Jailbreaking GPT-4′s code interpreter
Disclaimer: I don’t know much about cybersecurity. Much of my knowledge comes from asking GPT-3.5 and GPT-4 for advice. These are some results from around 20 hours of playing around with the code interpreter plugin in early-mid May, when most of this was written. I contacted OpenAI about these jailbreaks in mid May and they mostly seem to still be there.
Thank you to Max Nadeau, Trevor Levin, aL xin, Pranav Gade, and Alexandra Bates for feedback on this post!
GPT-4’s code interpreter plugin has been rolled out to some users. It works by running on a virtual machine that is isolated from the internet and other machines, except for the commands sent in from the API and the results sent back to the API. GPT-4 seems to follow a set of rules that are either enforced through hard access restrictions or through GPT-4 refusing to do things for the user.
Here, I highlight 6 rules that GPT-4 claims to be following, but which are easily breakable, alongside some best practices in cybersecurity that have been neglected. In short:
GPT-4 claims that it is only supposed to read, modify, or delete files in two designated folders (“sandbox” and “mnt”). However, it is able to read basically any file on the system (including sensitive system files), and it is able to write and delete files outside of its designated folders.
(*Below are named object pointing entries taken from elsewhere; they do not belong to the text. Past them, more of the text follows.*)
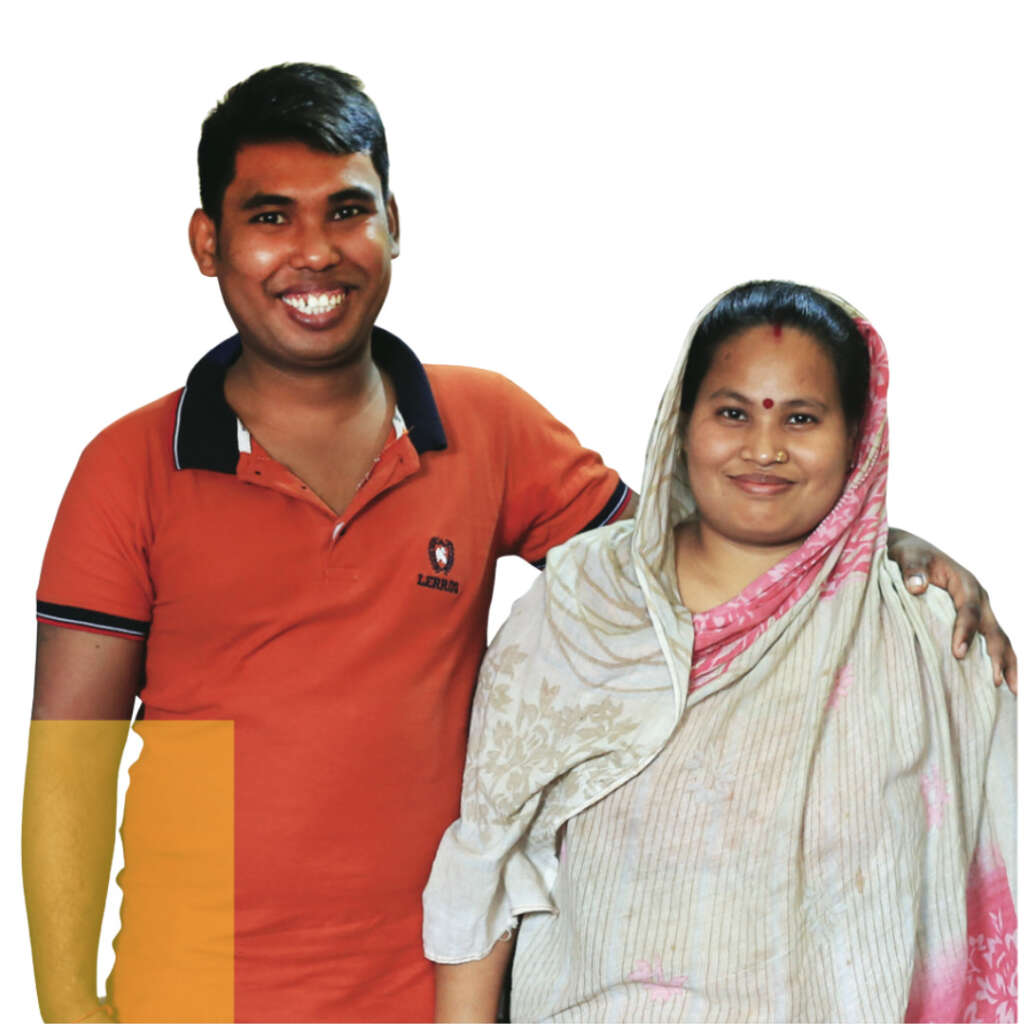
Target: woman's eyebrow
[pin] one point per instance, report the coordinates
(813, 402)
(724, 392)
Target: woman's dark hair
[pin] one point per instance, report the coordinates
(316, 104)
(782, 303)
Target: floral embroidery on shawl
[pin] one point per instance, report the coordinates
(651, 976)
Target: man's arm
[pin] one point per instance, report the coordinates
(921, 564)
(85, 690)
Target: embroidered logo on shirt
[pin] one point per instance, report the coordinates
(440, 551)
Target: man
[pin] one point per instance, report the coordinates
(290, 561)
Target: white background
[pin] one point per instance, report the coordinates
(576, 181)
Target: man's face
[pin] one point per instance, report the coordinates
(303, 253)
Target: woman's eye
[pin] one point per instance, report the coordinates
(731, 413)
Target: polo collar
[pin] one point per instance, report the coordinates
(206, 427)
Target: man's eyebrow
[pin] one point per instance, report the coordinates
(355, 192)
(266, 199)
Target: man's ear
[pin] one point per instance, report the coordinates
(203, 242)
(392, 224)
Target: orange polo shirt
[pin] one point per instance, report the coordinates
(307, 679)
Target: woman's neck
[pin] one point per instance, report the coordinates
(712, 569)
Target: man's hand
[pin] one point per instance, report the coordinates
(101, 1015)
(922, 564)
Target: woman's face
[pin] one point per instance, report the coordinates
(767, 444)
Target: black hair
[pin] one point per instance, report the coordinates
(782, 303)
(315, 104)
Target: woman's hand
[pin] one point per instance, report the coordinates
(921, 564)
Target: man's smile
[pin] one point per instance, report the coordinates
(316, 309)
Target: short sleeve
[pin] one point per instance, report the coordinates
(554, 487)
(95, 572)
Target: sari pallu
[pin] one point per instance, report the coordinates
(796, 806)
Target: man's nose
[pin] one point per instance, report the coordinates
(314, 250)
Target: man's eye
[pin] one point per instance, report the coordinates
(268, 217)
(345, 212)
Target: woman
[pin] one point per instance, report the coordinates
(720, 765)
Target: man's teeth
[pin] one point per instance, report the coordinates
(314, 302)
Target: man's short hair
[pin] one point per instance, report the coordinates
(315, 104)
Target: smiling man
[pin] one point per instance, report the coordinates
(290, 561)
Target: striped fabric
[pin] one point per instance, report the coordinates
(795, 807)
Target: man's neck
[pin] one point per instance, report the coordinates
(288, 398)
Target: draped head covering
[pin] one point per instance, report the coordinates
(878, 772)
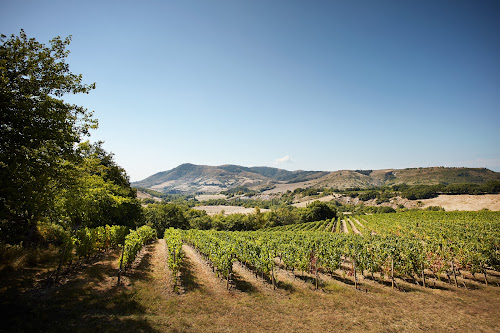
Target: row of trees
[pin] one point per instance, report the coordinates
(162, 216)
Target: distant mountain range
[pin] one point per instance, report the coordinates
(191, 178)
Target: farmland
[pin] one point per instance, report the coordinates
(276, 279)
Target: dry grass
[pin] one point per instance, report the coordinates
(465, 202)
(148, 304)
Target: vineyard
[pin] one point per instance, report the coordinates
(414, 271)
(411, 246)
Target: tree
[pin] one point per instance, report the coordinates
(163, 216)
(98, 192)
(38, 129)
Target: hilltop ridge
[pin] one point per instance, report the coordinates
(192, 178)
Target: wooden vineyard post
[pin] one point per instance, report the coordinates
(392, 272)
(423, 274)
(316, 274)
(454, 274)
(273, 278)
(121, 265)
(355, 276)
(485, 277)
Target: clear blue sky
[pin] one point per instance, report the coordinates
(314, 85)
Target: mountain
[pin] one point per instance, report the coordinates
(191, 178)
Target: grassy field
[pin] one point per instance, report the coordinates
(89, 300)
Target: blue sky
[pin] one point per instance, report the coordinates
(314, 85)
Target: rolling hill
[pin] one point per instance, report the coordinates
(191, 178)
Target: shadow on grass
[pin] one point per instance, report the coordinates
(80, 305)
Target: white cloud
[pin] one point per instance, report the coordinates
(284, 159)
(490, 163)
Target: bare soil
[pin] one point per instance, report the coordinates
(465, 202)
(214, 210)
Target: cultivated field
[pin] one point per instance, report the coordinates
(314, 287)
(214, 210)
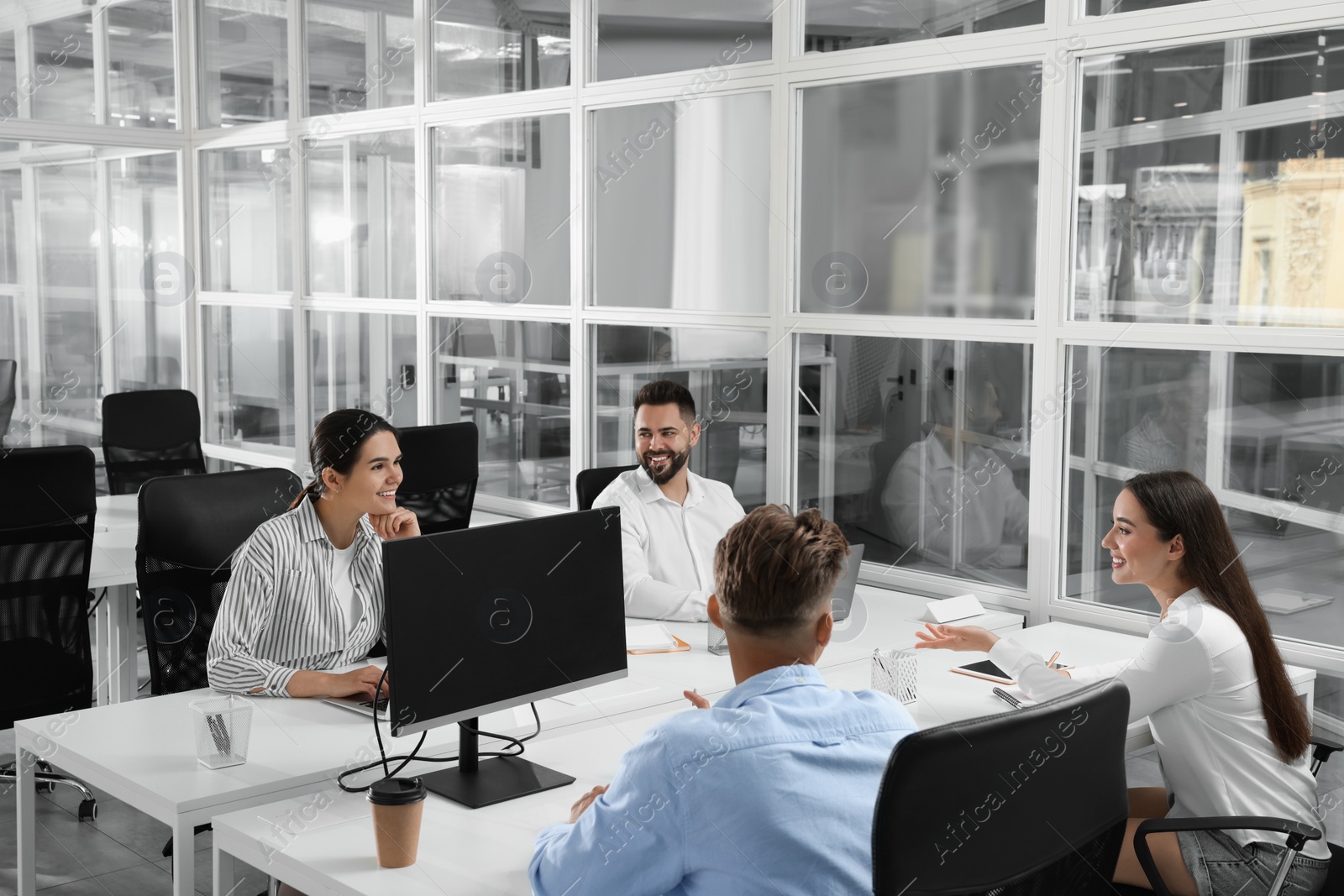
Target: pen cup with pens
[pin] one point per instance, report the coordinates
(895, 672)
(223, 726)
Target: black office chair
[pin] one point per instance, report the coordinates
(589, 484)
(190, 528)
(45, 591)
(148, 434)
(8, 394)
(1299, 835)
(440, 466)
(1030, 801)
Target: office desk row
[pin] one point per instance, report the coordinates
(143, 752)
(113, 567)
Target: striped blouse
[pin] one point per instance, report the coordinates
(280, 613)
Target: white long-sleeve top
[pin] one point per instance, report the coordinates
(667, 548)
(1195, 681)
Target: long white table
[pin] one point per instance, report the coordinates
(143, 752)
(323, 844)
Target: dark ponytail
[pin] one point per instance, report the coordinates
(1178, 503)
(336, 443)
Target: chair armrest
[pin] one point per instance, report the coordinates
(1296, 831)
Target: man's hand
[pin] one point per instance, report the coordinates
(398, 524)
(585, 801)
(956, 637)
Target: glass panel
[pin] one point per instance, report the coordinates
(636, 38)
(920, 450)
(376, 234)
(1277, 443)
(842, 24)
(360, 56)
(918, 195)
(1166, 233)
(151, 282)
(246, 217)
(501, 211)
(484, 47)
(1106, 7)
(680, 207)
(245, 62)
(249, 378)
(726, 371)
(141, 87)
(362, 360)
(512, 379)
(62, 70)
(8, 78)
(67, 280)
(1308, 63)
(11, 219)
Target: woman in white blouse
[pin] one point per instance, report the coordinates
(307, 589)
(1231, 736)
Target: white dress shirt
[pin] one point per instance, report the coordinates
(925, 497)
(667, 548)
(281, 611)
(1195, 680)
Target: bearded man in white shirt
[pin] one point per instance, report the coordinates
(671, 519)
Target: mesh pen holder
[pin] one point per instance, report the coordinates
(895, 672)
(718, 641)
(223, 726)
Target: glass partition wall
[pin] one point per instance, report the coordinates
(948, 271)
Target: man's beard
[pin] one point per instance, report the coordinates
(674, 466)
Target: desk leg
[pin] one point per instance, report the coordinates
(223, 872)
(26, 797)
(124, 611)
(183, 859)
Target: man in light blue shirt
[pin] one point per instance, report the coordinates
(769, 792)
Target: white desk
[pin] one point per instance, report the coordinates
(143, 752)
(328, 849)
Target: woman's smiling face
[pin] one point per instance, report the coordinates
(1137, 553)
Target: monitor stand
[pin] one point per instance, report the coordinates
(477, 783)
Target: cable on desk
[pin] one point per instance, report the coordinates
(412, 757)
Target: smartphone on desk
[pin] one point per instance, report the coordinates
(990, 672)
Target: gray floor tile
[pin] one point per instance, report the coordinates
(139, 880)
(67, 851)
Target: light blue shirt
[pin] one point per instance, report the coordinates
(770, 792)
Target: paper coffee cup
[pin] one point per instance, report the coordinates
(398, 805)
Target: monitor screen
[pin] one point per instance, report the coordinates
(501, 616)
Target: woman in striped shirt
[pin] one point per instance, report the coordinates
(307, 587)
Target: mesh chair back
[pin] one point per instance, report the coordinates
(45, 579)
(8, 394)
(589, 484)
(190, 527)
(147, 434)
(440, 466)
(1028, 801)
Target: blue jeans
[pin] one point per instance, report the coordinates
(1222, 867)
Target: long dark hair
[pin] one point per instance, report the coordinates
(1178, 503)
(336, 443)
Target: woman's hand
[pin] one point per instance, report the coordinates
(398, 524)
(956, 637)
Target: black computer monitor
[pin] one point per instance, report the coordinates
(497, 617)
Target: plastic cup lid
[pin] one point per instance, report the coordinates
(396, 792)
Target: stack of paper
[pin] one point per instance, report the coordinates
(649, 637)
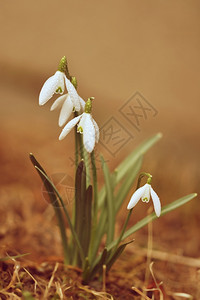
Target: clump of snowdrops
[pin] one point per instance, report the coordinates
(94, 211)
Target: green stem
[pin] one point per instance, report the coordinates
(94, 174)
(76, 143)
(123, 230)
(67, 216)
(95, 205)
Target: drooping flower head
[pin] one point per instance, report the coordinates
(56, 85)
(86, 126)
(144, 193)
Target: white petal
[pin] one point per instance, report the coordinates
(82, 103)
(73, 94)
(66, 111)
(156, 203)
(68, 127)
(136, 197)
(59, 102)
(50, 87)
(146, 195)
(88, 133)
(96, 131)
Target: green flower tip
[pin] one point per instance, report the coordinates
(74, 82)
(88, 105)
(62, 67)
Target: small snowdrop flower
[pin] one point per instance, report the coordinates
(67, 107)
(56, 85)
(86, 126)
(144, 193)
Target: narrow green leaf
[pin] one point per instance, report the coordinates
(110, 202)
(119, 198)
(86, 227)
(127, 164)
(80, 194)
(130, 160)
(116, 255)
(54, 202)
(66, 214)
(151, 217)
(99, 264)
(127, 183)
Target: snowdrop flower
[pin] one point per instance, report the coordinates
(56, 85)
(67, 107)
(144, 193)
(86, 126)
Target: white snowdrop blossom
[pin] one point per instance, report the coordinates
(67, 107)
(86, 126)
(56, 85)
(144, 193)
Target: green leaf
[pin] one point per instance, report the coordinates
(128, 163)
(66, 214)
(98, 265)
(151, 217)
(87, 218)
(54, 201)
(130, 160)
(128, 183)
(116, 255)
(110, 201)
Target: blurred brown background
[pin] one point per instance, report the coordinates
(114, 48)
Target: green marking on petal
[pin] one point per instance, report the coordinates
(62, 67)
(59, 90)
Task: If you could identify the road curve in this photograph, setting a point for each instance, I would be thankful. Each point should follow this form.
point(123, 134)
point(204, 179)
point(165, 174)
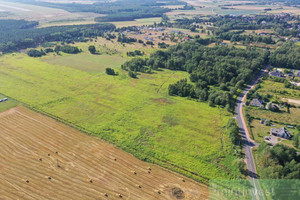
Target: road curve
point(247, 141)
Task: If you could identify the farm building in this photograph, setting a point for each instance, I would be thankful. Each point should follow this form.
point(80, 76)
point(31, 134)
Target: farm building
point(257, 102)
point(282, 132)
point(276, 74)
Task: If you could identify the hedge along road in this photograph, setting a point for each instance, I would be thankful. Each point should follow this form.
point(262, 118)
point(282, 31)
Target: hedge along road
point(248, 142)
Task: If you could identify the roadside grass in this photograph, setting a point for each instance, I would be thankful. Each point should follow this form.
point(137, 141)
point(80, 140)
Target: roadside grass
point(10, 103)
point(86, 61)
point(112, 47)
point(268, 87)
point(136, 115)
point(260, 131)
point(283, 116)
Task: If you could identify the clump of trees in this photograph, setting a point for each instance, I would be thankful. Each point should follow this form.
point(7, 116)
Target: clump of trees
point(182, 88)
point(216, 74)
point(92, 49)
point(279, 162)
point(20, 34)
point(124, 39)
point(67, 49)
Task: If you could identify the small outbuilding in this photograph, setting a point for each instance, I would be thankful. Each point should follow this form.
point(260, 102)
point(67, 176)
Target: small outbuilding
point(282, 132)
point(257, 102)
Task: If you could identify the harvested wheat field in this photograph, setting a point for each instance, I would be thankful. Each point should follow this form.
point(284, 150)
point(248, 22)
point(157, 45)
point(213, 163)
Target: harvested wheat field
point(44, 159)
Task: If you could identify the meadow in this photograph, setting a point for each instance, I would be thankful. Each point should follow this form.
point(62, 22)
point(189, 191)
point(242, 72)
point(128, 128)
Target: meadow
point(10, 103)
point(136, 115)
point(86, 61)
point(137, 22)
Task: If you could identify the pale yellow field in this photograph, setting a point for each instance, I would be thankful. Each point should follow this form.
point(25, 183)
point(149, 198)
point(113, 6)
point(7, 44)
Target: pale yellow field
point(44, 159)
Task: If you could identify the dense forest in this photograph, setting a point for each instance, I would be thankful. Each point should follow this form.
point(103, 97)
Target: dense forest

This seems to reveal information that the user isn’t supposed to see. There are ways to find out information about the hardware that the VM is being run on, including:
Information about the way OpenAI logs data, including what libraries and IP address they assign to virtual machines.
A rough estimate of the number of VMs that OpenAI can run at maximum at any moment (from the way the IP addresses are allocated).
A rough idea of what storage hardware is used (from write speed), alongside some info on other hardware.
There is a file in the virtual machine (in a folder labeled “internal”) that users can download that details how web requests are handled.
As ChatGPT would say: “By exposing your source code, you make it easier for potential attackers to analyze the code and identify security vulnerabilities. This can lead to an increased risk of exploitation if there are any flaws in your implementation.”
GPT-4 claims that conversations with the model do not have a memory. However, files are routinely saved between conversations with the same user.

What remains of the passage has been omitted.